EU banking watchdog strengthens AML measures against cryptocurrency companies
- EBA extends AML guidance to CASPs to address ML/TF risks in cryptocurrency transactions.
- The guidance urges the use of blockchain analytics by providing risk factors and mitigation measures.
- The interconnected financial sector needs guidance for institutions dealing with CASPs.
In a significant step to combat financial crime, the European Banking Authority (EBA) has expanded its guidance on money laundering (ML) and terrorist financing (TF) risk factors to cover cryptocurrency asset service providers (CASPs).
The new directive, which comes into effect on December 30, 2024, aims to harmonize anti-money laundering (AML) and counter-terrorist financing (CFT) efforts across the European Union (EU).
EBA Guidelines for Cryptocurrency Service Providers
The EBA’s latest guidance highlights the increased risks associated with cryptocurrency trading and highlights the potential for abuse in terms of money laundering and terrorist financing. CASPs involved in the transfer of cryptocurrency assets face high risk due to factors such as transaction speed and the ability to conceal user identities.

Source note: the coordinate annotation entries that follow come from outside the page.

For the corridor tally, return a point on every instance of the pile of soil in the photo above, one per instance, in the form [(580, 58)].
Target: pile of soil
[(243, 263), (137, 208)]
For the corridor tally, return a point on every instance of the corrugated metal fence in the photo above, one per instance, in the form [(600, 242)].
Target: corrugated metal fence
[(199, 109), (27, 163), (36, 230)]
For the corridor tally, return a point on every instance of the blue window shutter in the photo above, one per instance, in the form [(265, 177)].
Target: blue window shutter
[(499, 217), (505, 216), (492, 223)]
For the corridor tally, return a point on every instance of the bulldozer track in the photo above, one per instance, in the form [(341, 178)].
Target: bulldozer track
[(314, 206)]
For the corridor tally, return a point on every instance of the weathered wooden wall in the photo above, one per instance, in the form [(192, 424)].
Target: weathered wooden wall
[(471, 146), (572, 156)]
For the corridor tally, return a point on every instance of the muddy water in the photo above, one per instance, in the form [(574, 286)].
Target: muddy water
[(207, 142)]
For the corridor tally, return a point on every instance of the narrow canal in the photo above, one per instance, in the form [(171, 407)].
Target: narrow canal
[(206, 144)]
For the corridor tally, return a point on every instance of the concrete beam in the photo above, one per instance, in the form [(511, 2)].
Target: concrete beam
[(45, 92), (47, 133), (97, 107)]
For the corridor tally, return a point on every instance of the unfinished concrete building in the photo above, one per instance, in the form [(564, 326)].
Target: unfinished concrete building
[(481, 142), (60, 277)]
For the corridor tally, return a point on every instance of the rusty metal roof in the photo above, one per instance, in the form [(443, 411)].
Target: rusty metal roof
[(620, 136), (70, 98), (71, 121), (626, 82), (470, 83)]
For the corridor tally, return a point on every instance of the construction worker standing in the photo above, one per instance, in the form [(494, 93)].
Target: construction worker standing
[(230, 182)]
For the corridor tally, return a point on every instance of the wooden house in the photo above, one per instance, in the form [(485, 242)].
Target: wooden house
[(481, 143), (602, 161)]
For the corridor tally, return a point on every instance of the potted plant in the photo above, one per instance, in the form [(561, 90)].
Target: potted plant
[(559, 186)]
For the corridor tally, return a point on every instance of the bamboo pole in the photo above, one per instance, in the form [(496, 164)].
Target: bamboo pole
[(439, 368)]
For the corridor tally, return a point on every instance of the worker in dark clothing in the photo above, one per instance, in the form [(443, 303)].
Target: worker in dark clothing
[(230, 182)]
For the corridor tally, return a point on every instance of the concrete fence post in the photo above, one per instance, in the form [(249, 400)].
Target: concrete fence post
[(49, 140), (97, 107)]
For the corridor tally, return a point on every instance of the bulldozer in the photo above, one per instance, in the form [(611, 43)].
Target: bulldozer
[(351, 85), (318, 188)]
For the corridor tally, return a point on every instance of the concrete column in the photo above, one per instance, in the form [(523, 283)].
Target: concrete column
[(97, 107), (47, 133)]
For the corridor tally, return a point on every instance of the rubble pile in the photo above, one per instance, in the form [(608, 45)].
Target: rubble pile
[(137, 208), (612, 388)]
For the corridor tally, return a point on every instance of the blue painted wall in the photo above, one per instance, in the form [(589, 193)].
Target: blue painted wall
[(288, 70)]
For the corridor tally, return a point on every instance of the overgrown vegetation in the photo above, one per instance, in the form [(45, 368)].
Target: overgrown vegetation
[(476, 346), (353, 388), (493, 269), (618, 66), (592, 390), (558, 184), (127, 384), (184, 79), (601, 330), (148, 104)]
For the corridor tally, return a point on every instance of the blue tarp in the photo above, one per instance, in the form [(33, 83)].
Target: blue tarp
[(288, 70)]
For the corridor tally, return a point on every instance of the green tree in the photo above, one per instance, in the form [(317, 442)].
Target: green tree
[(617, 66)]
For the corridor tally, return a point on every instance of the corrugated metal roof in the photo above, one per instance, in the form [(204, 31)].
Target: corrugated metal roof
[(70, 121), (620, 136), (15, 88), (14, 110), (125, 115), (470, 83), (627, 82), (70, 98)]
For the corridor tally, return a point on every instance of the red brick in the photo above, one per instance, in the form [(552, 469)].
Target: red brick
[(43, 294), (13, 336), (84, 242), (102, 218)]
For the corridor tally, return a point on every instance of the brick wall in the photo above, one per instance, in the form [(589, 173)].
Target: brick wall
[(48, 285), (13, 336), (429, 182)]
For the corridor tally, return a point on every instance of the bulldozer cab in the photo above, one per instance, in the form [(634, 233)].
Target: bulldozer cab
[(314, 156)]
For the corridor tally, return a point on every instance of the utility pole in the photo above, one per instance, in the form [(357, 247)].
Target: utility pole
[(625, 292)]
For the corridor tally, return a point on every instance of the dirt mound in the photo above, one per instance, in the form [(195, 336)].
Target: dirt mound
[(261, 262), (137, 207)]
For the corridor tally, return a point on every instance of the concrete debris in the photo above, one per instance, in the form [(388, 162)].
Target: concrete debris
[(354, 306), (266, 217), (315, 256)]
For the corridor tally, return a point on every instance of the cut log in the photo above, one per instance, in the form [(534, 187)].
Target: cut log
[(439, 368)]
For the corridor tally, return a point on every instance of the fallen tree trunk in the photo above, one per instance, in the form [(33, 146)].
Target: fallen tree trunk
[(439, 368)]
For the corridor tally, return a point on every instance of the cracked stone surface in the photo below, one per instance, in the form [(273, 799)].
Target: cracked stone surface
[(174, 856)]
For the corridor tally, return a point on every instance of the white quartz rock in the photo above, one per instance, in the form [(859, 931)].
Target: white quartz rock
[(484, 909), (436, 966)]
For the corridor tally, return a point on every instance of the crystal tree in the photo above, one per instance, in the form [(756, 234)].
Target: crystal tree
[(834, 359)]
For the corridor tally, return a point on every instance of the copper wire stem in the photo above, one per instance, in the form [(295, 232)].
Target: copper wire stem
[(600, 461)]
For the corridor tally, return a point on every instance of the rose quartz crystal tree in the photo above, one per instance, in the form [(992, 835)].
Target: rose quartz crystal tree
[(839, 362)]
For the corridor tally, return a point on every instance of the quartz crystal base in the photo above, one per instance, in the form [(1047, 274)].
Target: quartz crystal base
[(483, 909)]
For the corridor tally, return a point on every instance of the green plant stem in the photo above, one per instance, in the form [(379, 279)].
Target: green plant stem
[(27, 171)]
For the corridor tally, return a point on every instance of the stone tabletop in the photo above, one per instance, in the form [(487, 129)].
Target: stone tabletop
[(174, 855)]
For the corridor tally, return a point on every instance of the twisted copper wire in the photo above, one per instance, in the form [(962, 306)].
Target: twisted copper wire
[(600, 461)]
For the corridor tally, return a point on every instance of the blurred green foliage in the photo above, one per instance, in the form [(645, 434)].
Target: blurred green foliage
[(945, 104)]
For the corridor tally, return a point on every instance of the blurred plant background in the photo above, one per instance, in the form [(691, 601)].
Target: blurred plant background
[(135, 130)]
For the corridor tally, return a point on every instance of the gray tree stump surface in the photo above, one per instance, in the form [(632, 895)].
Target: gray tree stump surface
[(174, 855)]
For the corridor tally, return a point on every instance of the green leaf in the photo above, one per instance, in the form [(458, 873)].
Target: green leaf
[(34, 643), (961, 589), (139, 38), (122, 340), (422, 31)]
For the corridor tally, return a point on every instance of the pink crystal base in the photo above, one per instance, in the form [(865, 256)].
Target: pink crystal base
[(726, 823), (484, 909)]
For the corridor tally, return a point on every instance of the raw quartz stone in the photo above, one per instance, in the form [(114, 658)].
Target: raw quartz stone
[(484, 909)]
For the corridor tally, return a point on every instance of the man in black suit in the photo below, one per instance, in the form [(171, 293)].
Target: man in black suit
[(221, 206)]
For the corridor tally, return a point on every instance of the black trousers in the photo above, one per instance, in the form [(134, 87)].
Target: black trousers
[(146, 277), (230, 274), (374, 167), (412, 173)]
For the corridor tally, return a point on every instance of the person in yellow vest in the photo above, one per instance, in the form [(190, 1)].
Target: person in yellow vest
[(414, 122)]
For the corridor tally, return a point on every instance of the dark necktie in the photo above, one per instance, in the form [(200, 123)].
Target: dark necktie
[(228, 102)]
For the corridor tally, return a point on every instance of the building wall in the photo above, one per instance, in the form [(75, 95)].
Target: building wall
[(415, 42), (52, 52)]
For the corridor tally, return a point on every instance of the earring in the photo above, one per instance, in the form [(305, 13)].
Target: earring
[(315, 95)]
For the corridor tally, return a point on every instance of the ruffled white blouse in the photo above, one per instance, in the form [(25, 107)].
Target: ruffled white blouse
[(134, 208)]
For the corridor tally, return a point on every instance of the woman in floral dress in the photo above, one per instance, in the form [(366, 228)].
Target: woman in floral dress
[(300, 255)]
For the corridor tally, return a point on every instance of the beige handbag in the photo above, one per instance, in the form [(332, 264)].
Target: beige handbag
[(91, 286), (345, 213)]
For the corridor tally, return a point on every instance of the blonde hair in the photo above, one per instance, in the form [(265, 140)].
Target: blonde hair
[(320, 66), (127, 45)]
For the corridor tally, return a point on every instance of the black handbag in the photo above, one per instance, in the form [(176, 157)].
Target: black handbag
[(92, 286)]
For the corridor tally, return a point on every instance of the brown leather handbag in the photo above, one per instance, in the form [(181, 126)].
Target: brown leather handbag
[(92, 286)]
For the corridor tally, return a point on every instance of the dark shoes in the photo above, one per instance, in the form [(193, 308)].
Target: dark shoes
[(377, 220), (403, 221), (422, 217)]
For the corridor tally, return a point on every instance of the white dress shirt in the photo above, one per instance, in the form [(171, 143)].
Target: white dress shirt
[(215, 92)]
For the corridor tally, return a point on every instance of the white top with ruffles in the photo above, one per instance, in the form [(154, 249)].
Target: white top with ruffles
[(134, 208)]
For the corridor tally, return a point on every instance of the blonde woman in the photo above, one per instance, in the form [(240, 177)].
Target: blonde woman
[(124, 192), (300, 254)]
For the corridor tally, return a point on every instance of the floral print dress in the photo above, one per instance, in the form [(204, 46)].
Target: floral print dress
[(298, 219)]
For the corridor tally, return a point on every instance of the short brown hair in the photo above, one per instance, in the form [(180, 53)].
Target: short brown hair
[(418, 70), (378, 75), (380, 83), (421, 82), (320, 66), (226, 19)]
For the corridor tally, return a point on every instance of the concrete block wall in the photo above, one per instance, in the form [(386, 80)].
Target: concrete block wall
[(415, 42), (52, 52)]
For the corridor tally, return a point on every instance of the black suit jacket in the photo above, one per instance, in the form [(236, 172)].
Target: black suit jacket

To address these risks, the EBA guidance provides a comprehensive list of risk factors to guide CASPs in identifying vulnerabilities in their customer base, products, delivery channels, and geographic locations.
To effectively manage these risks, CASPs are encouraged to adopt mitigation measures, including the use of blockchain analytics tools. Recognizing the interconnected nature of the financial sector, the EBA’s approach extends its guidance to other credit and financial institutions that use CASPs as customers or have exposure to cryptocurrency assets. This additional layer of oversight is especially important when working with unlicensed crypto asset service providers.
The EU’s broad regulatory framework
The EBA’s extension of the ML/TF Risk Factors Directive is consistent with the EU’s broader regulatory framework and emphasizes a risk-based approach to AML/CFT. The regulatory environment includes the Markets in Cryptocurrency Assets (MiCA) legislation, the Financial Action Task Force (FATF) Recommendations, and directives such as (EU) 2015/849 and (EU) 2023/1113.
The guidelines require competent authorities to report compliance within two months of publication of a translation in an official EU language. These initiatives reflect the EU’s commitment to addressing money laundering and terrorist financing risks in the cryptocurrency sector and ensuring compliance with international standards.